Dalam suratnya pada 1954, Albert Einstein memuji putranya itu dengan mengatakan bahwa dia mewarisi "karakteristik utama kepribadian saya, yaitu kemampuan untuk bukan sekadar ada, dengan secara terus-menerus mengabdikan diri agar menjadi yang terbaik untuk mencapai tujuan impersonal."
Ketidaksepakatan
Hubungan Albert Einstein dengan anak-anaknya mengalami pasang surut. Dalam beberapa surat, Einstein menampilkan sisi penuh kasih sayang, sementara di sejumlah surat lain dia tampil dingin dan menghakimi.

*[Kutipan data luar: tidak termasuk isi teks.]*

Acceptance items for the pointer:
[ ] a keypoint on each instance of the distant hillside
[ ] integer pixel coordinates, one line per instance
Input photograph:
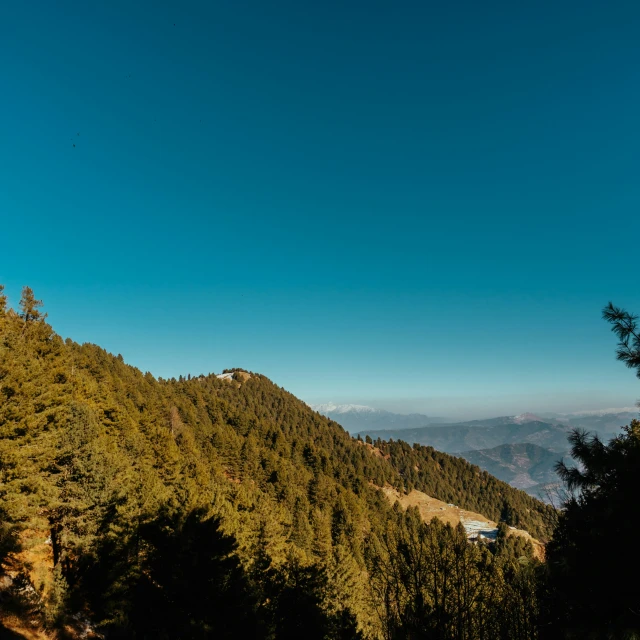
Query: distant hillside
(355, 417)
(483, 434)
(522, 465)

"Seperti halnya keluarga mana pun, mereka mengalami masa-masa sulit, dan juga masa-masa yang baik," kata Rosenkranz. "Dia sempat mengalami konflik dengan Hans Albert."
Salah satunya mengenai pilihan Hans Albert untuk belajar ilmu teknik. Keputusan itu tidak disukai Einstein.
Einstein juga sempat tidak setuju dengan kekasih pilihan Hans Albert. Mileva pun setuju dengan pendapat Einstein soal itu.
Tetapi Hans Albert mengabaikan sikap orang tuanya, sehingga pada tahun 1927 dia menikah dengan filolog bernama Frieda Knecht.
Einstein akhirnya menerima keputusan putranya untuk menikahi Frieda, yang memberinya tiga orang cucu.
Setelah Frieda wafat pada tahun 1958, Hans Albert menikah dengan ahli biokimia bernama Elizabeth Roboz.
Hans Albert meninggal pada tahun 1973, setelah menderita serangan jantung pada usia 69 tahun.
Beban sebagai putra Albert Einstein
Einstein pernah memberi tahu Mileva bahwa "kedua anaknya adalah bagian terbaik dari kehidupan batinnya, warisan yang akan terus hidup bahkan setelah dia sendiri meninggal," ujar Isaacson.
Tetapi menjadi anak dari seorang jenius yang terkenal bukan hal mudah.
Eduard pernah menulis: "Kadang sulit punya ayah yang sedemikian penting karena membuat saya merasa jadi tidak penting."
Hans Albert, yang lahir setahun sebelum ayahnya mempublikasikan Teori Khusus Relativitas, pernah ditanya apa rasanya jadi putra seorang ilmuwan yang tersohor.
"Mungkin saya bisa kehilangan harapan bila tidak belajar untuk menertawakan kejengkelan sedari kecil," katanya, saat menjelaskan apa yang membuat ayahnya "luar biasa."
Gutfreund, yang mengkurasi dokumen-dokumen Einstein, mengatakan bahwa "kita bisa menemukan korespondensi yang menarik antara seorang ayah yang penyayang dengan anak-anaknya."
Seiring berlalunya waktu, fisikawan itu mengakui "pengabdian" Mileva terhadap anak-anak mereka dan betapa baiknya dia mengasuh mereka.
"Menurut saya, Einstein tidak menganggap diri sebagai suami yang hebat. Bagi saya, dia merasa lebih baik bertindak sebagai ayah ketimbang suami," ujar Rosenkranz.